What is needed now? First, we need government action to claw back the ill-gotten 2008 bonuses. All nine of the banks covered in the Cuomo Report received TARP funding. All have depended on government largesse in other ways as well, including transfers from AIG, itself bailed out by the government, and cheap loans from the Fed. A recent Financial Times story explained that this year's Wall Street profits are also padded by what is essentially insider trading with the Fed in the market for U.S. Treasuries. As Paul Krugman has rightly emphasized in his recent New York Times columns, the banks' wins have been our losses. Even if the banks are making profits again, they have polluted the world's financial system with trillions of dollars of losses incurred by the rest of society, and owe the renewed profits significantly to taxpayer largesse.

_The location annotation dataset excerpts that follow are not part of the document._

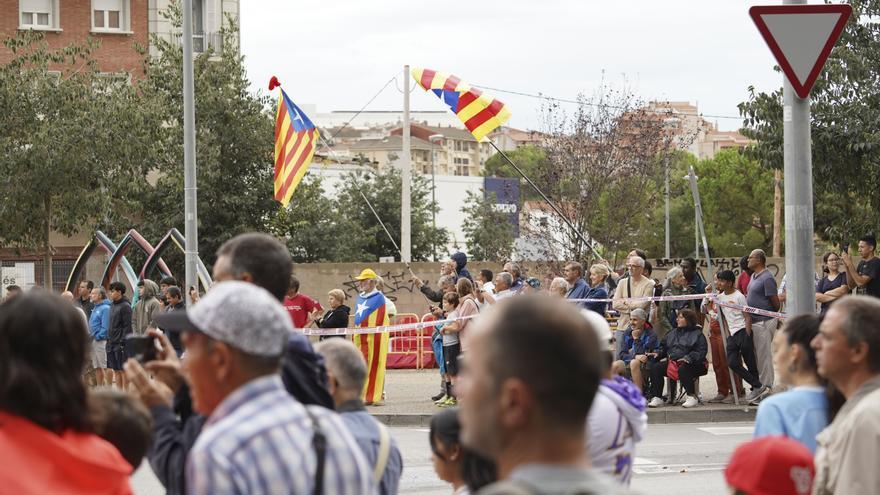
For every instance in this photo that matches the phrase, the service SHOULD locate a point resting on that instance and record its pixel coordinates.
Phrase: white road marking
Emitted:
(728, 430)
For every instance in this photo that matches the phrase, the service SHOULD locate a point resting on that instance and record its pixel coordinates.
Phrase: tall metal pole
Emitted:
(666, 162)
(405, 176)
(798, 185)
(191, 248)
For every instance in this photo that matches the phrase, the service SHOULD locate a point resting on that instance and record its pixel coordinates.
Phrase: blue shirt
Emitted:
(365, 430)
(259, 440)
(800, 414)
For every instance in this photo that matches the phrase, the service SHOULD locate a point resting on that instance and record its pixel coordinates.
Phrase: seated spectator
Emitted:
(454, 463)
(530, 378)
(687, 347)
(234, 339)
(770, 466)
(801, 412)
(639, 340)
(347, 373)
(122, 420)
(617, 419)
(559, 287)
(532, 285)
(46, 439)
(337, 315)
(668, 312)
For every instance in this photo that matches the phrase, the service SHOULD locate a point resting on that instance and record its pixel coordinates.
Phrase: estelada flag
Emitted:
(295, 142)
(479, 112)
(371, 312)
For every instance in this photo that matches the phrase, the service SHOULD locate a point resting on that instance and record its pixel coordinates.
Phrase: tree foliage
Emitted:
(74, 146)
(845, 114)
(487, 230)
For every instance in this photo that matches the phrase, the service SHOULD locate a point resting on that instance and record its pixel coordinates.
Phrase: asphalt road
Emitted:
(673, 459)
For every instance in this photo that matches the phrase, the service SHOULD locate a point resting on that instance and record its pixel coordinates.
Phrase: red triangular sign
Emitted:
(801, 38)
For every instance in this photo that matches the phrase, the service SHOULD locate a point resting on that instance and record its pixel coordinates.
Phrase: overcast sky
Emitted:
(337, 54)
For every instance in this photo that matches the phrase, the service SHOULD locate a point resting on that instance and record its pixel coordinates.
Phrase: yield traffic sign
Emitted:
(801, 38)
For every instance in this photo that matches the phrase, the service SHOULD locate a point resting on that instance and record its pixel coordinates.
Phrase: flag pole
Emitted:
(552, 205)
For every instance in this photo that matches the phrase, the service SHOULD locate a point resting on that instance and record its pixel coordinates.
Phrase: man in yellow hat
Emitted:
(371, 311)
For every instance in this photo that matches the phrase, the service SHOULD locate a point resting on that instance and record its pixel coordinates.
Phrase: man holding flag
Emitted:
(370, 311)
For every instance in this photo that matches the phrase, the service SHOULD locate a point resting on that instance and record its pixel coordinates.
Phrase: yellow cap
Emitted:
(367, 274)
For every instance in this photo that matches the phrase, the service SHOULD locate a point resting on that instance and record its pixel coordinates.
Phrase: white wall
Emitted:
(451, 192)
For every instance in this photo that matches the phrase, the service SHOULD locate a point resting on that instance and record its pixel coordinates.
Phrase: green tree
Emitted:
(74, 146)
(531, 159)
(364, 238)
(234, 143)
(845, 115)
(311, 226)
(487, 230)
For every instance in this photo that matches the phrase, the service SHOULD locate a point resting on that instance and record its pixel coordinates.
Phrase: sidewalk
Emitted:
(408, 403)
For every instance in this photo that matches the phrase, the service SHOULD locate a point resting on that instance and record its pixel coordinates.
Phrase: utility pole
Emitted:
(405, 176)
(798, 198)
(191, 248)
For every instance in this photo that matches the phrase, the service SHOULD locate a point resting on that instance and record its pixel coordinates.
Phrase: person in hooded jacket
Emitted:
(46, 439)
(617, 420)
(147, 306)
(687, 346)
(461, 266)
(337, 316)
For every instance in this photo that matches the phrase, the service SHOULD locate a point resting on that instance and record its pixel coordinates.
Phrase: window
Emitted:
(38, 14)
(110, 15)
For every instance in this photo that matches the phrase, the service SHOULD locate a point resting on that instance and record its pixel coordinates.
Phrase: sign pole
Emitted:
(799, 251)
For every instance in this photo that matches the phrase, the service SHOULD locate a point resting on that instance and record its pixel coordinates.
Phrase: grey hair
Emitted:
(674, 273)
(345, 362)
(859, 324)
(635, 260)
(560, 283)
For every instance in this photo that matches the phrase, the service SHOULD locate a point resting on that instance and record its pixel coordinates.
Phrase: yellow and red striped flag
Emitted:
(295, 141)
(479, 112)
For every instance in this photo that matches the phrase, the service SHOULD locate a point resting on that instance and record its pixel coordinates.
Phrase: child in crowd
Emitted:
(453, 463)
(123, 421)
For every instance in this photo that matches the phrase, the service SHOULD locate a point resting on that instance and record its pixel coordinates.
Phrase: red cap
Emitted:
(771, 466)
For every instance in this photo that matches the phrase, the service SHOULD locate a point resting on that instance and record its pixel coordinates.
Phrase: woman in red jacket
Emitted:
(46, 441)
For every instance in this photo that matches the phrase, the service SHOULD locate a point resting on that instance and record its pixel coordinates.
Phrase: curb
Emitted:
(664, 415)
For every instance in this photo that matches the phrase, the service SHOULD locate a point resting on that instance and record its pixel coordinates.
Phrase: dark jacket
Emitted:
(304, 377)
(647, 342)
(687, 342)
(146, 308)
(335, 318)
(461, 266)
(120, 322)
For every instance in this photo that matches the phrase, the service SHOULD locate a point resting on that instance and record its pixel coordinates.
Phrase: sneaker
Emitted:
(756, 392)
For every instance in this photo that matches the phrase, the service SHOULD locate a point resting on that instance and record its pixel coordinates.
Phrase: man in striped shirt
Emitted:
(257, 438)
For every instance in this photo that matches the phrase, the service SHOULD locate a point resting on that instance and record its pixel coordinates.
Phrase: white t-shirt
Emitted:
(735, 319)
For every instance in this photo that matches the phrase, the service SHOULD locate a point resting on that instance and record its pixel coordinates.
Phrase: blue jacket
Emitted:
(99, 320)
(647, 342)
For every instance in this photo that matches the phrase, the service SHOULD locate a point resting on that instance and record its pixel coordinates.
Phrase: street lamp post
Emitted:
(434, 138)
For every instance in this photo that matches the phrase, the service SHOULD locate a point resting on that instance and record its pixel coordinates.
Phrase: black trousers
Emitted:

First, let's recall (if we need reminding!) that $33 billion is a rather meaningful sum to pay out to some thousands of people. After all, in a world of extraordinary hunger and suffering, all of the rich world combined recently promised a total of $20 billion over three years to relieve the plight of hundreds of millions of people in the world's hungriest farm households. Yet here is $33 billion in a single year for some thousands of bankers in nine banks during a catastrophic year. The $33 billion per year, or $330 billion over a decade, would also pay for roughly one third of the extension of health insurance to the 46 million or so uninsured Americans. In short, we will suffer a huge lost opportunity, as well as a blow to social justice, if Washington simply winks cynically at the "finality" of these unjustified bonuses.

Second, let us reject the view that bank compensation is in any event a matter to be left solely to the banks' shareholders and management. As Prof. Lucian Bebchuk of Harvard Law School has rightly emphasized in the Financial Times and elsewhere, even if bank shareholders were to gain a better control over management compensation than they have now, the shareholders and managers actually would still share the incentive to gamble recklessly in view of the government guarantees and expected future bailouts. Bank shareholders will not adopt bonus schedules that protect the public from the excessive risk-taking of the banks. Only bank regulators can do that.

President Obama promised real change in Washington so that our country can escape from the poison of insider interests and unprecedented inequalities in wealth and influence. His agenda for change has the public's support, enough to win the 2008 election and re-election in 2012 if the reforms are adopted and implemented. It would be tragic to squander this chance for change by Washington remaining passive as the banks flagrantly abuse the taxpayers' trust and hard-earned income.